A pacata cidade de Esteio, na Região Metropolitana do Rio Grande do Sul, foi palco de uma tragédia que expõe as facetas mais cruéis da violência interpessoal. A descoberta dos corpos de uma mulher de 18 anos, um jovem de 17 anos e um bebê de apenas dois meses em uma cova na Rua Olaria, no bairro Três Marias, em 22 de julho de 2025, mobilizou as forças de segurança e gerou comoção. O caso, rapidamente classificado pela Polícia Civil como feminicídio seguido de duplo homicídio, lança luz sobre a persistência da violência de gênero e a necessidade de debates aprofundados sobre suas causas e consequências.
Detalhes da Investigação: Motivação e Prisões
As primeiras investigações apontam para um cenário alarmante: a mulher, mãe do bebê, teria sido vítima de feminicídio. A principal linha de investigação da Polícia Civil indica que a motivação seria uma ameaça da mulher de expor a existência do filho para a esposa do suspeito, que é o pai da criança. Este desdobramento reforça um padrão preocupante em casos de feminicídio, onde frequentemente o agressor possui uma relação próxima com a vítima. Dados do Ministério dos Direitos Humanos e da Cidadania, embora de 2020, revelam que mais de 50% dos suspeitos de violência contra a mulher têm ligação direta com a vítima, sendo companheiros, ex-companheiros ou cônjuges, e em 84% dos casos, o agressor é do sexo masculino. No caso de Esteio, a rápida ação policial levou à prisão do pai do bebê e à apreensão de outros dois indivíduos, cujos papéis na barbárie ainda estão sendo apurados.
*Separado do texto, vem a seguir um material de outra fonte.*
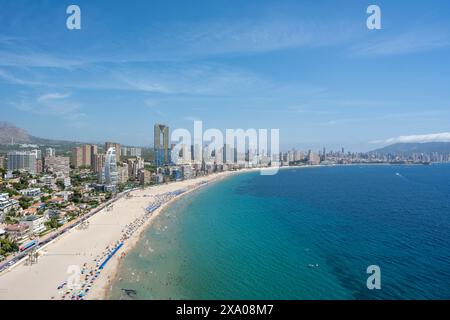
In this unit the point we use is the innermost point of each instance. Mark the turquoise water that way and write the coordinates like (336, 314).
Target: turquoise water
(255, 237)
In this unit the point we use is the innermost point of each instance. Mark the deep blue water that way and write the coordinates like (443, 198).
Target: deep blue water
(255, 237)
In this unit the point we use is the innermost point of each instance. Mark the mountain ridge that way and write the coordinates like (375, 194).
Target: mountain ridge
(412, 147)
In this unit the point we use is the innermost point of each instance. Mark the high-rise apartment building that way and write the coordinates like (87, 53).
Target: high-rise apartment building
(50, 152)
(99, 163)
(110, 173)
(23, 161)
(57, 165)
(116, 146)
(83, 156)
(161, 145)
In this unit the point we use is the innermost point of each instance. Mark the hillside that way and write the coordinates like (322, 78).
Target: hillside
(9, 133)
(410, 148)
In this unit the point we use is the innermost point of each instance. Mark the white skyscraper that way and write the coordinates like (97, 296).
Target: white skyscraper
(110, 173)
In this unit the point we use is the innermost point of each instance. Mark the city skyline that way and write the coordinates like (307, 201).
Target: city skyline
(319, 76)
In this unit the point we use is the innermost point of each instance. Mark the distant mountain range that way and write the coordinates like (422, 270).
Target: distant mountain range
(410, 148)
(9, 133)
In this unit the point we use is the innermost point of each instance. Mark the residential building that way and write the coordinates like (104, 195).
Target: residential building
(50, 152)
(123, 173)
(53, 164)
(82, 156)
(36, 224)
(144, 177)
(31, 193)
(131, 152)
(99, 163)
(117, 147)
(18, 232)
(22, 161)
(161, 145)
(110, 173)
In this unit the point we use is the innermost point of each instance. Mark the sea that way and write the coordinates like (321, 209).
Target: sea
(303, 234)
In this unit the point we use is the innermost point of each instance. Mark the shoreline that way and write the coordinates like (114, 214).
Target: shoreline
(83, 248)
(78, 247)
(109, 276)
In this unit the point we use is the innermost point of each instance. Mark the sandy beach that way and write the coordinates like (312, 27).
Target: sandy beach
(87, 248)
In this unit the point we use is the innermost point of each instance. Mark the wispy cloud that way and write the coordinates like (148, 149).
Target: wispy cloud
(55, 105)
(418, 138)
(408, 42)
(53, 96)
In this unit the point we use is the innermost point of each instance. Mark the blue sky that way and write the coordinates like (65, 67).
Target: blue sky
(310, 68)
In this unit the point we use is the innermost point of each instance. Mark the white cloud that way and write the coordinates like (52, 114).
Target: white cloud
(410, 42)
(53, 96)
(419, 138)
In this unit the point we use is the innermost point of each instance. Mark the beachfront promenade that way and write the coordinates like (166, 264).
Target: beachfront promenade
(95, 250)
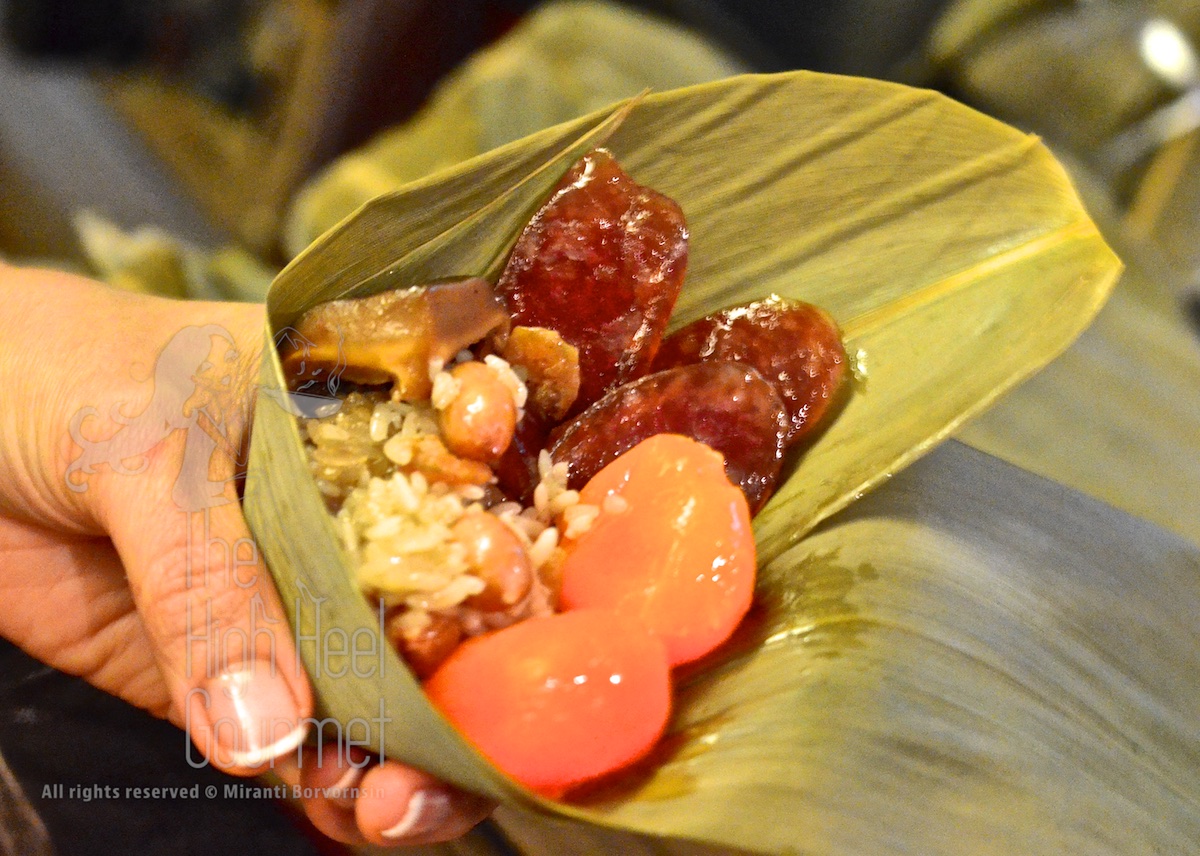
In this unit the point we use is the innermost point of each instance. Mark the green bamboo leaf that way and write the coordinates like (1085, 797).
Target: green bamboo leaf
(970, 660)
(952, 249)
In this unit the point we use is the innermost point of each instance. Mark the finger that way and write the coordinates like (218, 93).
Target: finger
(329, 784)
(214, 620)
(69, 605)
(399, 804)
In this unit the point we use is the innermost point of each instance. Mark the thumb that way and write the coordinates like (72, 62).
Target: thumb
(219, 633)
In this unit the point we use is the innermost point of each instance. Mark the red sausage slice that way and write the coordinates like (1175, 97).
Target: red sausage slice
(726, 406)
(793, 345)
(601, 263)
A eficiência da resposta das autoridades é crucial para a elucidação desses crimes e para a busca por justiça.
O Panorama da Violência: Feminicídio e Homicídios no Brasil e no RS
O crime em Esteio não é um caso isolado, mas um reflexo de uma realidade preocupante no Brasil. Em 2024, o país registrou um recorde histórico de feminicídios, com 1.459 casos, segundo o Mapa da Segurança Pública de 2025. Isso significa que, em média, quatro mulheres foram assassinadas por dia por questões de gênero no ano passado, com uma taxa de 1,34 casos a cada 100 mil mulheres. A Região Centro-Oeste apresentou a maior taxa de feminicídios, enquanto o Sudeste, apesar da menor taxa, concentrou o maior número absoluto de vítimas. A Agência Brasil ainda aponta que, em nove estados monitorados, uma mulher foi vítima de feminicídio a cada 17 horas em 2024, evidenciando a urgência da questão em diversas regiões do país.
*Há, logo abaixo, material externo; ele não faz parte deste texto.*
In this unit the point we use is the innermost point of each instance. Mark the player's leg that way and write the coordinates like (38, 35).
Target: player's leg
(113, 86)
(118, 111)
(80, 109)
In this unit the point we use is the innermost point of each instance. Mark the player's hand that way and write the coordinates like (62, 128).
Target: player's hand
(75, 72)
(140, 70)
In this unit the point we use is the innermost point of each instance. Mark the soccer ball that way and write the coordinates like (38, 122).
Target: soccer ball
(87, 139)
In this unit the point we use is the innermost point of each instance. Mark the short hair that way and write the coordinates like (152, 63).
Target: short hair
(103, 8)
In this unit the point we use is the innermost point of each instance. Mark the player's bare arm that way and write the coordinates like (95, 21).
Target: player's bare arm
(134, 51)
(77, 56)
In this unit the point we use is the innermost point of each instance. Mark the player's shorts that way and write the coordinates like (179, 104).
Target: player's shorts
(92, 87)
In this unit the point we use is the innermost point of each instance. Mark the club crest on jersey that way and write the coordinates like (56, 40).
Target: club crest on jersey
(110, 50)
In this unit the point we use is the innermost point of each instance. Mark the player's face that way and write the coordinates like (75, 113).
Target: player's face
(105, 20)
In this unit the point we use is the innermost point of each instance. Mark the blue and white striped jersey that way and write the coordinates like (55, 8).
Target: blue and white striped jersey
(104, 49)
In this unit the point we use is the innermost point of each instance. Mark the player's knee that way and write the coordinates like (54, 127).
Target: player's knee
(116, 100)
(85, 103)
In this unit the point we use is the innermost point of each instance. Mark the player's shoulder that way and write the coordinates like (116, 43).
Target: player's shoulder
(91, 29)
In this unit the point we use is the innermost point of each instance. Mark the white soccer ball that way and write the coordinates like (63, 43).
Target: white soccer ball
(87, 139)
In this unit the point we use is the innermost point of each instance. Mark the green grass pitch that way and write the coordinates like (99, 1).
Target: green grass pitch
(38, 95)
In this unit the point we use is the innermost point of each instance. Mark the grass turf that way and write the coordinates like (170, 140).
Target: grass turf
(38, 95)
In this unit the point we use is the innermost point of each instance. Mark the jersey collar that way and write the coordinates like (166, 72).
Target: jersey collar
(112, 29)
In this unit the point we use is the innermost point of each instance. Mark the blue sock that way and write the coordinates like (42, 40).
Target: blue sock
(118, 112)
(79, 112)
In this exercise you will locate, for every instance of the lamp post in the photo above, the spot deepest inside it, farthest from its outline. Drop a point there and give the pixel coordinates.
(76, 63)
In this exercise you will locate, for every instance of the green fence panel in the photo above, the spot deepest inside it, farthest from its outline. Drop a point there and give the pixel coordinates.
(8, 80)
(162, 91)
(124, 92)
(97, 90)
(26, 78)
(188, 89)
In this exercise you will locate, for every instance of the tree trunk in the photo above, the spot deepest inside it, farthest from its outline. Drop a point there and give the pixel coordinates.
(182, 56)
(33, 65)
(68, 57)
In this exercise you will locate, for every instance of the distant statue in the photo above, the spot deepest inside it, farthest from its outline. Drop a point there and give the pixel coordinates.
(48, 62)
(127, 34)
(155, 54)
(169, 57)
A violência contra a mulher se manifesta de diversas formas, e os dados mostram que 7 em cada 10 vítimas de feminicídio em 2022 foram mortas dentro de casa, um ambiente que deveria ser seguro. Além disso, o perfil das vítimas de feminicídio em 2022, segundo a Agência Patrícia Galvão, indica que 60% eram mulheres negras e 70% tinham entre 18 e 44 anos.
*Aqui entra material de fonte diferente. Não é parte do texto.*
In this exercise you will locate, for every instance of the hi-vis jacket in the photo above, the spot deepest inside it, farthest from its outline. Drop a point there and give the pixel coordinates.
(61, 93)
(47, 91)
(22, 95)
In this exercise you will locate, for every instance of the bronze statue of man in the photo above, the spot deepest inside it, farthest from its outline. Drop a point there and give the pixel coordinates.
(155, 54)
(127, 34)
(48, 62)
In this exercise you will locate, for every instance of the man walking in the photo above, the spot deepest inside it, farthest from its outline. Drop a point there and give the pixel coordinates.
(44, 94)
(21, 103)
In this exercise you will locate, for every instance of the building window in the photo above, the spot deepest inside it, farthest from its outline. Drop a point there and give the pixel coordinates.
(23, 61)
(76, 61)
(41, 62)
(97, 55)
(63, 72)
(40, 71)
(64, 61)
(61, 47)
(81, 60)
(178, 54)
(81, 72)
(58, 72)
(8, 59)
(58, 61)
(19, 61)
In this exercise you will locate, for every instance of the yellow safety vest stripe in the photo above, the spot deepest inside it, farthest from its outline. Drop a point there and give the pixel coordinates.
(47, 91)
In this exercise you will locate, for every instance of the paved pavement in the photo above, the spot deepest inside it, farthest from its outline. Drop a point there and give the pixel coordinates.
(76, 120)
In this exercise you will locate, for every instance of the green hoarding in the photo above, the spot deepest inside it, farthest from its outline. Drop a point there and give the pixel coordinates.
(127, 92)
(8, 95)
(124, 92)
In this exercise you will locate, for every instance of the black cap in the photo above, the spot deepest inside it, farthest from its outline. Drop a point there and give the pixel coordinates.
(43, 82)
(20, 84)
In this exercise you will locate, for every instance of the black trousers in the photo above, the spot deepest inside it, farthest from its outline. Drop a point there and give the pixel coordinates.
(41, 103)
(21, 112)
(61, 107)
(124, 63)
No Rio Grande do Sul, os dados sobre criminalidade têm apresentado uma tendência de queda geral em 2025. O Estado registrou o menor número de homicídios dolosos em maio de 2025 de toda a série histórica, com 81 ocorrências. No acumulado do ano, houve uma redução de 26% nos crimes contra a vida em comparação com 2024. Contudo, apesar dessa melhora nos índices gerais, o feminicídio e a violência doméstica continuam sendo desafios complexos, exigindo ações contínuas e integradas de proteção e prevenção. O mapa da violência no RS em 2024 mostrou que o interior do estado registrou quase o triplo de homicídios em comparação com a Região Metropolitana, indicando uma distribuição geográfica que também merece atenção.